Пики его замедления совпали с пиками потребления кофе.

«Всё равно неубедительно», – сказала она, освобождая губы.

Они будут идти мимо консерватории, из окон будет выплескиваться музыка. Вокалисты распевались, пианисты разыгрывались, шумели духовые. Ему показалось, что слышит «Турецкий марш»…

«А как же “Время, вперед!”» – сказала она. Не спросила, а именно сказала, глядя под ноги. Под ногами были сухие листья. Да, тоже чинарные. Вокруг было много чинар, стволы, чуть покачиваясь, приближались, застывали и отъезжали назад, за спину.

С конца 1920-х – как раз тогда, когда начинается ускорение большого советского времени, – кофе почти полностью исчезает. Его перестают закупать, экономят валюту. Буржуазные излишки, товарищи. Зачем советскому рабочему кофе?

В итоге… (хруст листьев под ногой). Исчезает ускоритель индивидуального времени… (снова хруст). Не единственный, но один из ускорителей. Кофе. Индивидуальное время замедляется. В него вводят еще несколько катехонов вроде всех этих собраний, стояний в очередях, дежурств. И происходит «Время, вперед!», резкий рывок большого времени. Всё это просчитывается математически.

Последнее он сказал не очень уверенно. Он еще ничего не просчитывал; так, наброски… Но она не заметила. Шла, глядя куда-то под ноги.

«А дальше?» – подняла глаза.

Они вышли на солнце, она слегка сощурилась.

«Но тут лиса бежала…» – вспомнил из мультика.

«А может, не бежала», – продолжила она оттуда же.

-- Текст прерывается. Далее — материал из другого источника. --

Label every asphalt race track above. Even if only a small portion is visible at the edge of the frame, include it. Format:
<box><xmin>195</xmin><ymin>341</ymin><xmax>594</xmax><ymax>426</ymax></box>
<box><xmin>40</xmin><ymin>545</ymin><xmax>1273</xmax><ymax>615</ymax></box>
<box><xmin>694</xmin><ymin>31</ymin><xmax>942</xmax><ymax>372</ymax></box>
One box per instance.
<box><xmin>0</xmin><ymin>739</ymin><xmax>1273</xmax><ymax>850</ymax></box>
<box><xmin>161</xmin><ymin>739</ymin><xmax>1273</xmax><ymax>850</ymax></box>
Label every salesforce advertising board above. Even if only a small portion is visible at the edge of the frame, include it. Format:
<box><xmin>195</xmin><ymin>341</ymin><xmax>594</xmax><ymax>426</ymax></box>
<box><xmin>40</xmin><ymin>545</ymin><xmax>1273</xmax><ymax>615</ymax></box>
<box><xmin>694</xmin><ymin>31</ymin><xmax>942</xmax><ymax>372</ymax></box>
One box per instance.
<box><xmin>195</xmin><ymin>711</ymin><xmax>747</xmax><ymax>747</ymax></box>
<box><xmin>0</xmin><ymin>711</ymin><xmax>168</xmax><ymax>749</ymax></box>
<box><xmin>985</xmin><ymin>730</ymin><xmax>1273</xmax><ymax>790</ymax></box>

Сделали еще несколько шагов молча.

«Вот так и все твои теории… Ладно, говори уже. Чем там у тебя заканчивается?»

Не у меня, а у всех нас. С середины шестидесятых импорт кофе оживляется. Из стран третьего мира, наших всяких разных друзей. И бодрая планетарная поступь советского времени начинает затухать. Картина с мешками кофе под Веной, дубль два.

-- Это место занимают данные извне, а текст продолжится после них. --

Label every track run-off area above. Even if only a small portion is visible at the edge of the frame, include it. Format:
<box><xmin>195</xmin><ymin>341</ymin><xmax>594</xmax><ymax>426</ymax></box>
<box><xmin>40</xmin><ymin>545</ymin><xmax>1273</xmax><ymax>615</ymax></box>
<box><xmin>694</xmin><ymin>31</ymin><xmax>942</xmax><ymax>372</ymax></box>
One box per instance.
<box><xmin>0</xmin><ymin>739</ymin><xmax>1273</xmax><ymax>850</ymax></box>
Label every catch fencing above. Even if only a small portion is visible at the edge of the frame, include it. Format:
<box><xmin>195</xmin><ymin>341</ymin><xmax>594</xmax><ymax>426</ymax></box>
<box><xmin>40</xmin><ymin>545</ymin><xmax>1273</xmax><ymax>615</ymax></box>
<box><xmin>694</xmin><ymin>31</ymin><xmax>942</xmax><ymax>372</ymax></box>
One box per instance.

Помнишь, Высоцкий пел: «И тогда обиделось время, и застыли маятники времени…» Семьдесят третий год. Что? Год написания песни, семьдесят третий.

«Как-то всё у тебя в одну кучу. История, кофе, Моцарт, Высоцкий…»

Погладила его по голове.

А жизнь и есть куча. Большая-большая куча… Давай поженимся, закончил неожиданно для себя.

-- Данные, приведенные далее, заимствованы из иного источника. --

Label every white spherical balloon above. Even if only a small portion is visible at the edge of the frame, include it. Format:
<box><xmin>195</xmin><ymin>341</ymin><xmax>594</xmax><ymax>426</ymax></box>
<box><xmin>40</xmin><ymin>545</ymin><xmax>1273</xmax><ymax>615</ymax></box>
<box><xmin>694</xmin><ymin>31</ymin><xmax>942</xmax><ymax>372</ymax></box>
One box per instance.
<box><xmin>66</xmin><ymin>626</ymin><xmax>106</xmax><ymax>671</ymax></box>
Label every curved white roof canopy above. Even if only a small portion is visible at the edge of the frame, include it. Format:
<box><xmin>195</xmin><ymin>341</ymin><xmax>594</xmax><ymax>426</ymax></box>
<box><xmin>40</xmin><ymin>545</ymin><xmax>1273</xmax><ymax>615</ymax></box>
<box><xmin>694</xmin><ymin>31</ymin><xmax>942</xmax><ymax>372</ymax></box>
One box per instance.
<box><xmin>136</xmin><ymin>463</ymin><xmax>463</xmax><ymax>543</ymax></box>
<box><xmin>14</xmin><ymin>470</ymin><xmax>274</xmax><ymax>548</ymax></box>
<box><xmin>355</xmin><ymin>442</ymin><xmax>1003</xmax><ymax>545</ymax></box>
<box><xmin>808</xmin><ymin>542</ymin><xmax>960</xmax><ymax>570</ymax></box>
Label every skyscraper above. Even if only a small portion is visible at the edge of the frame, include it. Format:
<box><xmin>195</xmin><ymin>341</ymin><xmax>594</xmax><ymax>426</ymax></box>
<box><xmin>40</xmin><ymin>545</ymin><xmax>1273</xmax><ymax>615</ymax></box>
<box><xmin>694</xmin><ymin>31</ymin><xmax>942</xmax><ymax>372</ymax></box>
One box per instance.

Ее пальцы остановились в его волосах. Она убрала руку и еще немного шла молча. Они подходили к скверу.

«Исключено, – услышал откуда-то издали ее голос. – Я уже говорила. Ты меня убьешь».

Вкус кофе во рту полностью исчез, было только кисло. Он слегка прикусил нижнюю губу.

Они шли по скверу, обошли памятник Амиру Тимуру. Памятник глядел на них неодобрительно.

Ленина на площади (в пятнадцати минутах отсюда) уже не было. Его тихо сняли и положили неподалеку, за забором возле Института геологии. Какое-то время из-за забора торчала бронзовая рука, указывая в небо. Потом увезли и тихо переплавили.

Говорили, что Амира Тимура отлили из расплавленного Ленина. Может быть. Здесь, в Туране, всё движется по кругу, даже кофе пить не нужно. Время вращается на месте, как одинокий суфий.